Leah loves fabric, whether that’s her special silk red dress, fine tweed or the material of her wedding dress. She works in a posh clothes shop, selling bespoke suits to rich men. This is how she meets her husband Ben, showing him a swatch book of all the best fabrics. His mother doesn’t trust her, but her family tells her not to ‘mess this one up’. Leah wryly observes that: ‘no-one is good enough for a son; but anyone is good enough for a daughter.’
Leah is a bit of a peculiar character because she’s a victim right from the start. She’s desperate for approval from everyone, babbling away at 100 miles per hour, thrilled that someone like Ben could be interested in someone like her. She’s just a teeny tiny little bit pathetic, a bit of a cliché of a woman with limited interests. When she gets all upset because Ben encourages her to watch a porno with him, it feels a little backwards, as though watching porn is somehow indicative of Ben’s predatory sexual nature. I wondered why she didn’t just tell him she’d rather not. It’s hard to completely blame him for a suggestion when she simply doesn’t communicate.

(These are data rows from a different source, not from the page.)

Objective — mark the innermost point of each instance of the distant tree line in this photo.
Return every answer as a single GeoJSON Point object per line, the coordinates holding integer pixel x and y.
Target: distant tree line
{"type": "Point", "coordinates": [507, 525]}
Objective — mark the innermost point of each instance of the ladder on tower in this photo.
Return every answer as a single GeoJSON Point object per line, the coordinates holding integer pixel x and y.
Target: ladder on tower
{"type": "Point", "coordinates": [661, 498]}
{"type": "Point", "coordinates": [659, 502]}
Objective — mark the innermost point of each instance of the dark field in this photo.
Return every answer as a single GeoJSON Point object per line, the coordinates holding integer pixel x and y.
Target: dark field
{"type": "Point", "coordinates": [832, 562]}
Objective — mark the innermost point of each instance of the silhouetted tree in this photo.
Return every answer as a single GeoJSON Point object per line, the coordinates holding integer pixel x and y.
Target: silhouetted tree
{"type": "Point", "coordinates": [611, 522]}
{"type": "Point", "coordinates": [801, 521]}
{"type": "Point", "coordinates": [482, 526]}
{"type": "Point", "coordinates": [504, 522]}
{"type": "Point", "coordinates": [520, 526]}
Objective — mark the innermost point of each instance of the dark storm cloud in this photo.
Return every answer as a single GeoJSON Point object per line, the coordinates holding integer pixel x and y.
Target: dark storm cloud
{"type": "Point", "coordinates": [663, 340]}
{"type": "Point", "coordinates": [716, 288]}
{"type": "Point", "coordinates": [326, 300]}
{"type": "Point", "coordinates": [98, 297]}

After this, Ben treats her appallingly on their wedding night and towards the end of the play she suffers terribly at the hands of another man whilst on a night out. Nancy Sullivan gives a firecracker of a performance, the most powerful I’ve seen so far at this year’s Fringe: subtly layered, vulnerable, sobbing and coming undone. However, this doesn’t smooth over the cracks in the script. In many ways Abi Zakarian has created a piece of writing that examines the expectations placed on women by society, but the representation of Leah sometimes feels a bit heavy-handed. If she had been more fleshed out and complex in the first half, the second half would have had more impact. Nevertheless Fabric is an ambitious exploration of an important topic and Sullivan’s performance alone makes it worth the trip.